Measures announced in the Chancellor’s summer Budget come into force in April 2016, including the abolition of the 10% tax credit that is currently applied to the net dividend paid.

This tax credit currently makes such dividends the most tax efficient way for most company owners to draw an income from their businesses, rather than drawing a traditional salary that attracts a higher rate of income tax.

Rachel Warriner, corporate tax manager at Gosforth-based RMT Accountants, is recommending that business owners treat the forthcoming changes as a good reason to review their remuneration strategies.

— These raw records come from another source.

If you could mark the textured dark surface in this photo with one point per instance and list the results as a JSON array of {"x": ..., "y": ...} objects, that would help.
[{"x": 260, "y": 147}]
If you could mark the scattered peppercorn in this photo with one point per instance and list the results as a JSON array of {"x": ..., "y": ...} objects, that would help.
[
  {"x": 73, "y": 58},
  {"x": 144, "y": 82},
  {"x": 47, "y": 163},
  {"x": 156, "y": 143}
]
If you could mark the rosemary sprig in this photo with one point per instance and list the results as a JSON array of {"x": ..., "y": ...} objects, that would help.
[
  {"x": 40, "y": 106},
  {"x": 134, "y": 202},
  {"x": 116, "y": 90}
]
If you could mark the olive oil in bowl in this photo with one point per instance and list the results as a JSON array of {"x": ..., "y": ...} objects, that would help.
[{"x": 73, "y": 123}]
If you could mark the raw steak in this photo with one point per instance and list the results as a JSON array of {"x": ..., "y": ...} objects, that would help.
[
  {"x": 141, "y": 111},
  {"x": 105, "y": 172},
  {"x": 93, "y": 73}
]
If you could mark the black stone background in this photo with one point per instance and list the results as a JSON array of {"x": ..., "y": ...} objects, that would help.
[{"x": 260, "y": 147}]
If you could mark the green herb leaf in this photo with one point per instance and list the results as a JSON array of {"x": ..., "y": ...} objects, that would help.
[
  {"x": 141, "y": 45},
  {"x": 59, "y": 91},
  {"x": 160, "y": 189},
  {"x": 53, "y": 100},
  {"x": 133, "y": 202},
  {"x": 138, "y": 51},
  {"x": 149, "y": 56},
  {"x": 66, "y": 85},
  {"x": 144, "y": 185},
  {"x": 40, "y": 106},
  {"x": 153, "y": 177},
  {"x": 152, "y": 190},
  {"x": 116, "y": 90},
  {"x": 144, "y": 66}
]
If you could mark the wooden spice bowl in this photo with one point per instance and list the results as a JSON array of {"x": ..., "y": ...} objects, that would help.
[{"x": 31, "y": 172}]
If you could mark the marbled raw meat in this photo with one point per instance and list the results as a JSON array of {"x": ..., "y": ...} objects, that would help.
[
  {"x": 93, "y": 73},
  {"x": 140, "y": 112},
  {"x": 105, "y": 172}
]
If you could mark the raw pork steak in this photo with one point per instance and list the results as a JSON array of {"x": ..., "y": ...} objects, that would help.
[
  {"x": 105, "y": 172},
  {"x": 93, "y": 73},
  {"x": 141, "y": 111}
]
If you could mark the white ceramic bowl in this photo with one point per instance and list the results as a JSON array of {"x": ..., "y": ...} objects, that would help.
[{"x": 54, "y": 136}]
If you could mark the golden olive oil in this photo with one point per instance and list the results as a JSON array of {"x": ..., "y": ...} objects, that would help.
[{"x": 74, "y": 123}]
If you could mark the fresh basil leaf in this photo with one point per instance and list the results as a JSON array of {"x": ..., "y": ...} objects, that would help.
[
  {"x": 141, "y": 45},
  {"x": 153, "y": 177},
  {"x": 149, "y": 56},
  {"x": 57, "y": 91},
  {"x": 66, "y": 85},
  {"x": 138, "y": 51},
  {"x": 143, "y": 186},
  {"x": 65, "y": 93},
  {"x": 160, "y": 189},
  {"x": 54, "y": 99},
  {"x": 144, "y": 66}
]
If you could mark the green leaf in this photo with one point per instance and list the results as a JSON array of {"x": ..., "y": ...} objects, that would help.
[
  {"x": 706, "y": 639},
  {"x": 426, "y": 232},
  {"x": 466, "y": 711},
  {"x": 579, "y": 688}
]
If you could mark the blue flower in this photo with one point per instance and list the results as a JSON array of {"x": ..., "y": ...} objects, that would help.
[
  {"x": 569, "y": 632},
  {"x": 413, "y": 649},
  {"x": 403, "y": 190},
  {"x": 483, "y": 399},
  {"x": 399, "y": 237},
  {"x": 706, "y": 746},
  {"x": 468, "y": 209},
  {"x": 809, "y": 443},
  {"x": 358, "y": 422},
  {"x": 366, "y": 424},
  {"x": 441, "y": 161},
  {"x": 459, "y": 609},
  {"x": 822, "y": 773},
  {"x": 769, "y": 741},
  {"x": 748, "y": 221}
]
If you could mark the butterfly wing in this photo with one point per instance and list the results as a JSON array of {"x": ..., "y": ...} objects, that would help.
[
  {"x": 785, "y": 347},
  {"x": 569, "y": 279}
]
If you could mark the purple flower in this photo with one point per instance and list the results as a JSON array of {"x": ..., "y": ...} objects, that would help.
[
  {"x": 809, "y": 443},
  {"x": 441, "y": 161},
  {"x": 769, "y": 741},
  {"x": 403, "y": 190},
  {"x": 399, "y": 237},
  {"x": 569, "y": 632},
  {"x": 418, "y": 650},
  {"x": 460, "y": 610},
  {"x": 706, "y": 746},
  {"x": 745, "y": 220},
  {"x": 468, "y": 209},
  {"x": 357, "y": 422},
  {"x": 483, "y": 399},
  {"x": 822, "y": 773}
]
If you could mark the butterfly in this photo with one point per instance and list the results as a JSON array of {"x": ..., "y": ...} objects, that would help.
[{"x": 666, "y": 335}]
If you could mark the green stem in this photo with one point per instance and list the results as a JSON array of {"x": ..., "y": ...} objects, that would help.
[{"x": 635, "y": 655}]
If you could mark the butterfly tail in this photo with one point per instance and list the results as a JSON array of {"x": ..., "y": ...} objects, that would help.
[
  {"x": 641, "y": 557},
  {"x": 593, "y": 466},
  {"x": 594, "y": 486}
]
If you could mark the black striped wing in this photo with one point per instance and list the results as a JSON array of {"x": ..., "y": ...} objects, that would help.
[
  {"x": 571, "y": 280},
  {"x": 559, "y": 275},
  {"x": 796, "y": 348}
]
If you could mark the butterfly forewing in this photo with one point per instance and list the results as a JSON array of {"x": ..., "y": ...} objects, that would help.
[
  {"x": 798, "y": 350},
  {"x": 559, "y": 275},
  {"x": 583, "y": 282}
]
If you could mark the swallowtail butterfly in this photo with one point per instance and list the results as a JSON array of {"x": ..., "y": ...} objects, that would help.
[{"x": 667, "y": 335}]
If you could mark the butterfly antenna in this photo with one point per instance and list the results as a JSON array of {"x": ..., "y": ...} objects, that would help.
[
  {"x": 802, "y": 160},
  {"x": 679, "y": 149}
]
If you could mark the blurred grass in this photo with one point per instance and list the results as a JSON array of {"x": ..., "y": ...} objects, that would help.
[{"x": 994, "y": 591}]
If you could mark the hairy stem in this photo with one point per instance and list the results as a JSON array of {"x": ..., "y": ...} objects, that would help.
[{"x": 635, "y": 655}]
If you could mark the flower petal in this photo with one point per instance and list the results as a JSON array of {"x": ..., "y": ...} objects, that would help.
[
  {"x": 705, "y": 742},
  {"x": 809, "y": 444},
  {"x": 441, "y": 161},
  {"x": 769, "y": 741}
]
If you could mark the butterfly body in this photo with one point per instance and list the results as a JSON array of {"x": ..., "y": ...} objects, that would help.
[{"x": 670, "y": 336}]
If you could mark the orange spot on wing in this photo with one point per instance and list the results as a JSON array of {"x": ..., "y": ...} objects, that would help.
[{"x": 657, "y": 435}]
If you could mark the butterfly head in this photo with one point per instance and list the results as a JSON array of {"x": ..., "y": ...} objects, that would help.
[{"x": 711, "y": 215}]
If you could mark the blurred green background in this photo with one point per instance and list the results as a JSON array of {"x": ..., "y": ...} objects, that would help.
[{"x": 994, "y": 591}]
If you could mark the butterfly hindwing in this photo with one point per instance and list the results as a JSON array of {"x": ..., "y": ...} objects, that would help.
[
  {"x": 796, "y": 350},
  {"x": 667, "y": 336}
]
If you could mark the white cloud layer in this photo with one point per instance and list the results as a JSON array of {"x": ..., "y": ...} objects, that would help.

Rachel says: “There’s no definitive answer as to whether company directors would be better to stick with taking dividends next year or return to a salary-based income, and each person’s individual circumstances should be properly reviewed before any decision is taken on what to do.

“If the distributable reserves are available, there may be a case for directors taking higher than usual dividends during this financial year, which would be payable at the current lower rate.

“Taking proactive action now on their remuneration strategies should be high on the To Do list of North East company owners, with a view to having updated plans in place well before the new rules kick in.”

The detail

Dividends are drawn from a company’s ‘distributable reserves’, which are comprised of current operating profits and money in the bank from previous years.

As things stand, company shareholders who are basic rate tax payers when taking into account all their income pay no additional tax on the dividends they take. Higher rate taxpayers pay additional tax of 25% of the net dividend taken, while additional rate taxpayers pay 30.56%.

Under the new rules, which will remain in place for at least the lifetime of the present Government, the ten per cent dividend tax credit will be abolished, which removes the need for dividends to be grossed up in personal tax computations.

Basic rate tax payers will face a 7.5 per cent tax rate on the dividends they take, with higher rate taxpayers paying 32.5% and additional rate taxpayers pay 38.1%.

A new £5,000 dividend allowance will also be introduced, regardless of income level, meaning that the first £5,000 of dividend income will have a zero rate of tax. The personal allowance can also be used against dividend income.